La Réunion : le surf fait son retour officiellement

À Saint-Leu, le surf fait son retour officiellement après de longs mois d’interdiction. Entre sécurité renforcée, polémique sur le risque requin, gestion contestée et massacres de requins, La Réunion peine à trouver l’équilibre entre passion et préservation.

Reprise du surf à Saint-Leu

La commune de Saint-Leu a annoncé la reprise encadrée des activités nautiques. Le 10 juin 2025, le maire a signé un nouvel arrêté municipal. Il a autorisé le retour du surf dans un cadre de sécurisation renforcée, en partenariat avec l’association RESSAC et son protocole de réduction du risque requin. Cela prête à sourire car les surfeurs de La Réunion n’ont jamais arrêté de surfer malgré les interdictions. Et ils n’ont jamais été verbalisés.

Ce dispositif, soi-disant attendu depuis plusieurs mois par la communauté des surfeurs, est consultable. On peut le trouver sur le Registre des Actes Administratifs (RAA) de la commune, dans la rubrique arrêtés municipaux datée du 10 juin 2025.

Un dispositif de sécurité renforcé… mais inégal

Selon le protocole officiel, les surfeurs ont l’obligation de porter un dispositif de répulsion électrique individuel (DREI) sur l’ensemble des spots de Saint-Leu.
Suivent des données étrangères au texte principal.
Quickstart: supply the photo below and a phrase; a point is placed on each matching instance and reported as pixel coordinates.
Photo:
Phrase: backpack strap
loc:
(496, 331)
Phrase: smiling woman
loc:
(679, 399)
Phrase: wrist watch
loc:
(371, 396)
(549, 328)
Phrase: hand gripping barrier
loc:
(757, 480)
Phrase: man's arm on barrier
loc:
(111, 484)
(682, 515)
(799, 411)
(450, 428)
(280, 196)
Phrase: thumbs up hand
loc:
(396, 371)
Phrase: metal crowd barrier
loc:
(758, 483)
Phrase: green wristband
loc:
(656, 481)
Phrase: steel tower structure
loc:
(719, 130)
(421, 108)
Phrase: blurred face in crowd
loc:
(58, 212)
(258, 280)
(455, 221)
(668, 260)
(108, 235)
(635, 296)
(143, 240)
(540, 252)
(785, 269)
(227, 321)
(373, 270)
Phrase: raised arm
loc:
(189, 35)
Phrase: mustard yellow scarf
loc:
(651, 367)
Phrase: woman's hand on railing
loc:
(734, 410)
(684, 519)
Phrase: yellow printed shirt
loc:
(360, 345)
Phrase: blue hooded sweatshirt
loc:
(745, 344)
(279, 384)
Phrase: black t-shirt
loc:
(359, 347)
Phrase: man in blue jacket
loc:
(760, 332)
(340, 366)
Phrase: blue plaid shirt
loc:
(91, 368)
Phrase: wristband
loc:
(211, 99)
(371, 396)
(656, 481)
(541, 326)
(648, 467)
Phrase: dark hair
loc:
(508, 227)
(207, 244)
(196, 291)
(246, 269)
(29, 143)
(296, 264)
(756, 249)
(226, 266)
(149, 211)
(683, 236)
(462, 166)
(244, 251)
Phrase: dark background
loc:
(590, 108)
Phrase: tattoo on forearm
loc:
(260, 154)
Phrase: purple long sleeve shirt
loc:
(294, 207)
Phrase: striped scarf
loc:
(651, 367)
Une seule exception subsiste : la Passe du Port, zone peu profonde située sur le récif. À cet endroit, le DREI n’est que « fortement conseillé ».
Un choix qui interroge : les requins ne connaissent ni frontières administratives, ni signalisation humaine … Cette incohérence réglementaire met en évidence les limites du dispositif et la difficulté persistante d’une cohabitation durable entre l’homme et le requin à La Réunion.

Chaque année, le préfet de La Réunion publie un arrêté d’interdiction du surf (le dernier en date : n°297 du 12 février 2025). En pratique, les surfeurs locaux ignorent massivement cet arrêté, et continuent de fréquenter les spots malgré les risques. Ces derniers ne tiennent pas beaucoup plus compte des conditions météo et des recommandations de prudence qui en découlent.

Un danger reconnu… mais une réglementation bafouée

Plus surprenant encore, le préfet lui-même reconnaît publiquement le danger, sans pour autant faire appliquer les mesures qu’il signe. Ni imposer des mesures non létales efficaces qu’il ignore. Cette situation paradoxale contribue à maintenir une zone grise juridique et sécuritaire, où chacun agit selon sa propre évaluation du risque. La seule mesure maintenue depuis 13 ans est celle du massacre des requins.

En effet, les populations de requins continuent de subir une pression de pêche injustifiée : près de 97 % des requins tigres capturés ne sont pas impliqués dans les accidents. Une politique de destruction non sécuritaire, coûteuse et contraire aux principes de préservation de la biodiversité marine.

Le Centre Sécurité Requin en crise

Le Centre Sécurité Requin (CSR), censé coordonner la prévention et la sécurité des activités nautiques, est plus encore aujourd’hui dans la tourmente. Le média Clicanoo a récemment révélé une série de tensions internes. Entre autres : climat délétère, départs en cascade de salariés et accusations de gestion autoritaire visant son directeur, décrit comme brutal et méprisant envers son personnel. Ces révélations jettent une lumière crue sur un organisme censé incarner la sécurité et la transparence, mais qui est miné depuis sa création par des conflits de gouvernance.

Difficile, dans ces conditions, d’espérer une politique cohérente de prévention du risque requin à La Réunion. Doit-on rappeler les conditions qui ont mené à la création du CSR et à qui cette « création » a profité ?

Pour une vraie cohabitation homme-requin

L’affaire de Saint-Leu illustre une fois de plus les contradictions profondes du modèle réunionnais de « gestion du risque requin » :

  • une réglementation inappliquée et pas toujours applicable,
  • une communication confuse,
  • et une politique de prélèvements destructrice pour les écosystèmes marins, les requins n’étant pas les seules victimes de cette politique.

Plutôt que de multiplier les arrêtés symboliques et les mesures inefficaces, La Réunion gagnerait à engager une réflexion de fond sur la cohabitation durable entre les humains et les requins, fondée sur la science, la pédagogie et la responsabilité collective. Avec de vrais spécialistes.